Working college student slams free tuition: "Nothing is free"

Working college student slams free tuition: “Nothing is free”

Published December 31, 2015 8:10pm ET



Writing for the Odyssey, college student Alyssa Slicko offers a smart and common sense argument against free college tuition.

Slicko’s reasons against free tuition are personal. She worked hard for her grades, and to pay her own tuition. She did not ask or expect her parents to pay for her college education. She writes “that discipline was my first experience of the ‘real world.'”

While Slicko speaks of her own experiences, her viewpoint can be applied to all students. After all, Slicko is not the only one who can work hard enough to earn and keep a scholarship.
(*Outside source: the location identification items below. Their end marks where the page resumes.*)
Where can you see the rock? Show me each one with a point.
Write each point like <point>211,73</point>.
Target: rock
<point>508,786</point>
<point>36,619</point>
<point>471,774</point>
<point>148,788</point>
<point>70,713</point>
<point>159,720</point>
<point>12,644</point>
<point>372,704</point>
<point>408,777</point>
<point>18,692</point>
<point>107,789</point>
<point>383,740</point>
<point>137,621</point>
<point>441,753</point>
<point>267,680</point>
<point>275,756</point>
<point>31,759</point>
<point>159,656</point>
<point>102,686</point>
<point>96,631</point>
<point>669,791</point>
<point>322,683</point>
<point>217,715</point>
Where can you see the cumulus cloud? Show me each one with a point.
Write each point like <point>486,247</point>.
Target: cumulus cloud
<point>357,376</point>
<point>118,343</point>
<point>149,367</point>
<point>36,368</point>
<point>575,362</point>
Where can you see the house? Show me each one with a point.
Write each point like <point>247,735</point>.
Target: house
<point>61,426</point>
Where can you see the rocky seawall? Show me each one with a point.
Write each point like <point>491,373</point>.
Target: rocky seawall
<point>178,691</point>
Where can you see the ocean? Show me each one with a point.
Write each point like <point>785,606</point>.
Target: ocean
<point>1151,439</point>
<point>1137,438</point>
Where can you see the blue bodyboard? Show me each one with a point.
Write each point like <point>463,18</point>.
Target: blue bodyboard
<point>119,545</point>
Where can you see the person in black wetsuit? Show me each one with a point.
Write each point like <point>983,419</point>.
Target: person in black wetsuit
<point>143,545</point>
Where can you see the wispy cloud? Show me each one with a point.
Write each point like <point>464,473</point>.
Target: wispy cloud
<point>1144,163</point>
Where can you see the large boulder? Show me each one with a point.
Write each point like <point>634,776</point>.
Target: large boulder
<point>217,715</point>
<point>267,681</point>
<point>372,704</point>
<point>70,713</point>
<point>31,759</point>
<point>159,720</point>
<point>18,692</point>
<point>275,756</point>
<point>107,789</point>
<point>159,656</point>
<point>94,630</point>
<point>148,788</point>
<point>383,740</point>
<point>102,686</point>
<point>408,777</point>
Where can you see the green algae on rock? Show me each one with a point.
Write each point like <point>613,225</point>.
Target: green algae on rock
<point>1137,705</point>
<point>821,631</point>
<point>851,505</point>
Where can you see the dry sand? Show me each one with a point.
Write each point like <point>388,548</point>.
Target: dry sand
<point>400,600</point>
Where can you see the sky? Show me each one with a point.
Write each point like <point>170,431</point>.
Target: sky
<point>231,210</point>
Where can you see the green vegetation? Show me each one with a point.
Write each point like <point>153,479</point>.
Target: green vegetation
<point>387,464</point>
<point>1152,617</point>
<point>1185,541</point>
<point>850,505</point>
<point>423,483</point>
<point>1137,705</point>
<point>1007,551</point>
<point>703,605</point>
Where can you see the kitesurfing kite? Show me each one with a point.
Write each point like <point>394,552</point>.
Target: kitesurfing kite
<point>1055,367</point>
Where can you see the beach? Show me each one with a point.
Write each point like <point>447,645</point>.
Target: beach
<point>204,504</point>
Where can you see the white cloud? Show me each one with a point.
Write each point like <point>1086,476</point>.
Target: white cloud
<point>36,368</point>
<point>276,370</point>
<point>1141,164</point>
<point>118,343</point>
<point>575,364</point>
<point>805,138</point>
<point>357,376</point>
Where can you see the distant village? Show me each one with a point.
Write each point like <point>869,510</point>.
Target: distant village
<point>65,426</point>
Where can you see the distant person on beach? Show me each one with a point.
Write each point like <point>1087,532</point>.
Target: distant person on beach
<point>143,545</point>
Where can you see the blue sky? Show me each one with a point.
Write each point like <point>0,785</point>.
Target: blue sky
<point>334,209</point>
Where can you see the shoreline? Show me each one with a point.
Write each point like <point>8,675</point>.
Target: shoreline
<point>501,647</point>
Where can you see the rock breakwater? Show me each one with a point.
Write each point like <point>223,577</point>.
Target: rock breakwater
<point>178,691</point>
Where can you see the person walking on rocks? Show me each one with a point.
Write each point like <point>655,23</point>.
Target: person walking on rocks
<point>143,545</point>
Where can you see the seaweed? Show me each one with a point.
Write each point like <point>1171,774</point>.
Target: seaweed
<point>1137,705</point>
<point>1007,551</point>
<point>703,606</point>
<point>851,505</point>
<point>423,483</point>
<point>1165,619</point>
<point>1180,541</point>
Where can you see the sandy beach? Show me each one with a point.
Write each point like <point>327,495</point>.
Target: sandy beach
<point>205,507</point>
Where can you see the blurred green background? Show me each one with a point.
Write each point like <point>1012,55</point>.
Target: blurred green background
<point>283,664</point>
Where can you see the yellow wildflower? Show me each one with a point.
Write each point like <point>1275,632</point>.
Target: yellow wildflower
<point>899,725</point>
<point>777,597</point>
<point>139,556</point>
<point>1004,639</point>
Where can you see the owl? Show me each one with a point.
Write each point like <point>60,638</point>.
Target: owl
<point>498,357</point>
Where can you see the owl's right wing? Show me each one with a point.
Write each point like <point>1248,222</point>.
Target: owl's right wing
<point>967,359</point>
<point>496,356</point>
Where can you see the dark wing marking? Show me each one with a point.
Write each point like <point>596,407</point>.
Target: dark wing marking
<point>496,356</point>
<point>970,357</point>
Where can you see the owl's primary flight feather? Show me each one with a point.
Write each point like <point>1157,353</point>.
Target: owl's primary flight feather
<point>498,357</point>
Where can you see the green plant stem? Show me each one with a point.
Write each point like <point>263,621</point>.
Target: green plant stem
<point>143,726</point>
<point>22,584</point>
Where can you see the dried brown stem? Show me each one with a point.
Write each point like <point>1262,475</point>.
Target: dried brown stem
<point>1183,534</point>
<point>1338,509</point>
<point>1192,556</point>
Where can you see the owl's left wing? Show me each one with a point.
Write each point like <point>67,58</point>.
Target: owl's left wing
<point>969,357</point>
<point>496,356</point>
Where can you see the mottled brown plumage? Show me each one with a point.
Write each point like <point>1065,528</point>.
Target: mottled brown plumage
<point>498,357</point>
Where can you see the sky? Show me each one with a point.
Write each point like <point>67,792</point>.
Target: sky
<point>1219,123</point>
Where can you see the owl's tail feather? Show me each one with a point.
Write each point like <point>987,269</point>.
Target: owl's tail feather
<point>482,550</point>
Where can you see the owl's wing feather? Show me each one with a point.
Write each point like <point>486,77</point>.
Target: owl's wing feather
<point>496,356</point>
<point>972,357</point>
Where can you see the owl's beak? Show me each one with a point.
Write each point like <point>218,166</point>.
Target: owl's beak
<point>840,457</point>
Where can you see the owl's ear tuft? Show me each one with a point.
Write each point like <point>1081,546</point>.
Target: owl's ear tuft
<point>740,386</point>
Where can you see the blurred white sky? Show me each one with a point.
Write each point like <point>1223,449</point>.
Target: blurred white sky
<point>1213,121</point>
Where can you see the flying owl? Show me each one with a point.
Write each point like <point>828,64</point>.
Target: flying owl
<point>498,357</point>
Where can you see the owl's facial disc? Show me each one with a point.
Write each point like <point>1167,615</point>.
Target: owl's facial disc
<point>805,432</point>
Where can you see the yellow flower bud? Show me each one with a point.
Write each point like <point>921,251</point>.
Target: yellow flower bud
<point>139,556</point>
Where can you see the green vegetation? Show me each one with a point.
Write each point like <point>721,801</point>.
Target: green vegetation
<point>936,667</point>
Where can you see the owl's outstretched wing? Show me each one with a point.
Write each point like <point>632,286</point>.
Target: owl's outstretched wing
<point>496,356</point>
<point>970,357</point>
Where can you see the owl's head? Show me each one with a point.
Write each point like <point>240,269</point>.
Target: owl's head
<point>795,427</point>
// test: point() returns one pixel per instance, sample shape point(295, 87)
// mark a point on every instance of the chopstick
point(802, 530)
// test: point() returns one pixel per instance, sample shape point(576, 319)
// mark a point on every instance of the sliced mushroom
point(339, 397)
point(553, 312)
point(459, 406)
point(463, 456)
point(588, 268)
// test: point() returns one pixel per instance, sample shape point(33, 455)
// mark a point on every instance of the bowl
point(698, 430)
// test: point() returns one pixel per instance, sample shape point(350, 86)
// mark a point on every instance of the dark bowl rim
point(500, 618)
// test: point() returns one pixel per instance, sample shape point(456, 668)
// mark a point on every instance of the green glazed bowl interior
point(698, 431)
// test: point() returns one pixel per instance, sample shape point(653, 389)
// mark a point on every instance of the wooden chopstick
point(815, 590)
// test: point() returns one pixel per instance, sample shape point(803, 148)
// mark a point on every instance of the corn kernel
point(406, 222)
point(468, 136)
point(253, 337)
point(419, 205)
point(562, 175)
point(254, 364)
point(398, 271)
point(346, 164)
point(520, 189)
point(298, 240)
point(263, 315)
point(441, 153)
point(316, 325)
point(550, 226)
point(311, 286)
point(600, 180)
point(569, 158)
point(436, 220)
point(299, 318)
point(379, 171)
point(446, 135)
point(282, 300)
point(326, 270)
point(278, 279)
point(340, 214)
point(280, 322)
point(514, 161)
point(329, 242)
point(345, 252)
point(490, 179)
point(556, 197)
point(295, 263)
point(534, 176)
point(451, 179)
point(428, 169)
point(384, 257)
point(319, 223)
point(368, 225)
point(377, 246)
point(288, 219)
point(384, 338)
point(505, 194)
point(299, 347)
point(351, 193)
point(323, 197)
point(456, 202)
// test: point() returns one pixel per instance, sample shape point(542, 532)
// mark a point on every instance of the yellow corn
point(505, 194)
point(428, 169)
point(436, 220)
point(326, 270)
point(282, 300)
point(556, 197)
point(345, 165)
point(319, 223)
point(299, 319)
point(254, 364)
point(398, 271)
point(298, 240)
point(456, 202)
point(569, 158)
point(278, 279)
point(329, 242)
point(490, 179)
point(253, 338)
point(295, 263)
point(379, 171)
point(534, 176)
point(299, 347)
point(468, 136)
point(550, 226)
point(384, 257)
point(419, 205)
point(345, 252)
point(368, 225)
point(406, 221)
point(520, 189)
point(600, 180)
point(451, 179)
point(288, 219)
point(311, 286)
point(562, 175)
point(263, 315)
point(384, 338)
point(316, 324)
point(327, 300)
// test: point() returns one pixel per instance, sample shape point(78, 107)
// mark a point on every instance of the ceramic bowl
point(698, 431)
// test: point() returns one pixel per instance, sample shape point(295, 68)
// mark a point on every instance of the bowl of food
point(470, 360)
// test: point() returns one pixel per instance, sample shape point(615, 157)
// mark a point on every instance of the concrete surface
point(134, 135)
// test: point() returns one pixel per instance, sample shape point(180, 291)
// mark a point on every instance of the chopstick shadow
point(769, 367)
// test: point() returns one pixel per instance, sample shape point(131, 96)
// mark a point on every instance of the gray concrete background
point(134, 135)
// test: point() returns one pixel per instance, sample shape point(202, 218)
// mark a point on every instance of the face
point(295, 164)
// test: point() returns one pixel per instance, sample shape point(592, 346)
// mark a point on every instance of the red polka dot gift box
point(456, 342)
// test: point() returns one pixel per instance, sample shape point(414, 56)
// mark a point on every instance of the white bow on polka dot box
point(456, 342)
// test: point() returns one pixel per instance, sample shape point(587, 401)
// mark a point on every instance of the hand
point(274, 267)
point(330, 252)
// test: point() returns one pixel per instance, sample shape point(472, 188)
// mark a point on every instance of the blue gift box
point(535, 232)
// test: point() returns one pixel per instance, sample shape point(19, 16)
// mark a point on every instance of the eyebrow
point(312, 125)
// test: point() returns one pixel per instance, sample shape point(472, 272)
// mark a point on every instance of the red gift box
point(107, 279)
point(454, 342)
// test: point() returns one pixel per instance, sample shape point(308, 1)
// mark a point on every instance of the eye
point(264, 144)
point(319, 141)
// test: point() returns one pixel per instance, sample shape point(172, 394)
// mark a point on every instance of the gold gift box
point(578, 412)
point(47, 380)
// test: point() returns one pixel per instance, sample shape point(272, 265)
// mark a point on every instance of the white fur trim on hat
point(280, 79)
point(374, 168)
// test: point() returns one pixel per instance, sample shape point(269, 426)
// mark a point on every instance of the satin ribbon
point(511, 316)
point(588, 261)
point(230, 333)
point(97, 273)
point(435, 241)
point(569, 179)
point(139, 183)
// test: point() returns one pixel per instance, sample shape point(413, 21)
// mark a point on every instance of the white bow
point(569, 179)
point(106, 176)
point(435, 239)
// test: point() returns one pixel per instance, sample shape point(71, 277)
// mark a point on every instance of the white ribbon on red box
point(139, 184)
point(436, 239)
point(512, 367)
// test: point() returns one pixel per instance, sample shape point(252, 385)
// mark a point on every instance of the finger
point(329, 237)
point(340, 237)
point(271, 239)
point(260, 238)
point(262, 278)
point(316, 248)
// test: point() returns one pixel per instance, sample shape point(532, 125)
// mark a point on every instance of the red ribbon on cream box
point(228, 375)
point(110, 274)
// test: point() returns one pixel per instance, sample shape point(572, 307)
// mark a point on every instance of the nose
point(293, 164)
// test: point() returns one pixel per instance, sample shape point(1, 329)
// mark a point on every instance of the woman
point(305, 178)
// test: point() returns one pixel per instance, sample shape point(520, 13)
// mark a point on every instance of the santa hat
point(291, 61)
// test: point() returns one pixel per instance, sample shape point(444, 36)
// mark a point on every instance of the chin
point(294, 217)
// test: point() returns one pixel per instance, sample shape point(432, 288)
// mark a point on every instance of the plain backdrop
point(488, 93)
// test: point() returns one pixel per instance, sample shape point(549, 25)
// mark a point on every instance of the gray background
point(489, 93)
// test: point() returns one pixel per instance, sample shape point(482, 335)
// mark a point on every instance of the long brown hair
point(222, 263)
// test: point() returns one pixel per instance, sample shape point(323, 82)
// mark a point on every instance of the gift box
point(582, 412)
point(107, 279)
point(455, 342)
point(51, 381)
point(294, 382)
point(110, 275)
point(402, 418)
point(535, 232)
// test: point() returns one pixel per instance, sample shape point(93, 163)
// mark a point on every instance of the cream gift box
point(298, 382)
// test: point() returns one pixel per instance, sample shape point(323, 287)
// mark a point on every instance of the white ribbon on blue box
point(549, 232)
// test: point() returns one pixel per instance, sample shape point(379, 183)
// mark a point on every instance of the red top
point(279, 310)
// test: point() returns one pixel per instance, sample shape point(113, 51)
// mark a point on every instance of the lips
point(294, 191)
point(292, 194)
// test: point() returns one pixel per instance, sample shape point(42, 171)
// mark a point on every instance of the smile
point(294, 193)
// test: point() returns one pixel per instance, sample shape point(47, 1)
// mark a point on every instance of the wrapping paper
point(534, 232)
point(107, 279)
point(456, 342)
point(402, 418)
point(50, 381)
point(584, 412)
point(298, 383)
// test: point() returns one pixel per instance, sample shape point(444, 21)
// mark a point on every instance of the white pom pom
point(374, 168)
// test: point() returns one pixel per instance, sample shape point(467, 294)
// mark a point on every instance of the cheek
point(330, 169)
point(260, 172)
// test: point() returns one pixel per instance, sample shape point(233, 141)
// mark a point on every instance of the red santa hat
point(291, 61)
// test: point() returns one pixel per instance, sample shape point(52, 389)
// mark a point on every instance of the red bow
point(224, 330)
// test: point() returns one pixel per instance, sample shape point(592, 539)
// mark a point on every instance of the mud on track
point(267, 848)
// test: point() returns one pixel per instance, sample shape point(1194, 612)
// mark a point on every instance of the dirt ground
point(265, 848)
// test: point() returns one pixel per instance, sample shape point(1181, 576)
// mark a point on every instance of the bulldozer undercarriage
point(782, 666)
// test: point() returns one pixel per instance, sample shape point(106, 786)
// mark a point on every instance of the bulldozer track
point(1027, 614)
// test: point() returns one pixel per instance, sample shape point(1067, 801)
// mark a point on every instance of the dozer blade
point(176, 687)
Another universal point, which may also be a helpful and necessary reminder for some in particular, is that students can’t expect everything to be handed to them for forever. This includes and especially has to do with a college education.

As Slicko also writes in her opening paragraph, with original emphasis:

…Either paying out of pocket for your college education or having it paid for by the scholarships you’ve received, you appreciate college and value your time and money. College is a privilege. College is a transition and preparation for a career and life itself. How can you be expected to work hard in your career if you can’t work hard for everything leading up to that career?

Slicko gets the desire to have free college tuition. It’s not that she doesn’t. She even writes that in some ways she would like it herself. But she recognizes that “nothing is free and college happens to be something that isn’t.”

As part of her closing, Slicko reminds her readers, with original emphasis, that “a college degree is earned, not handed to you.”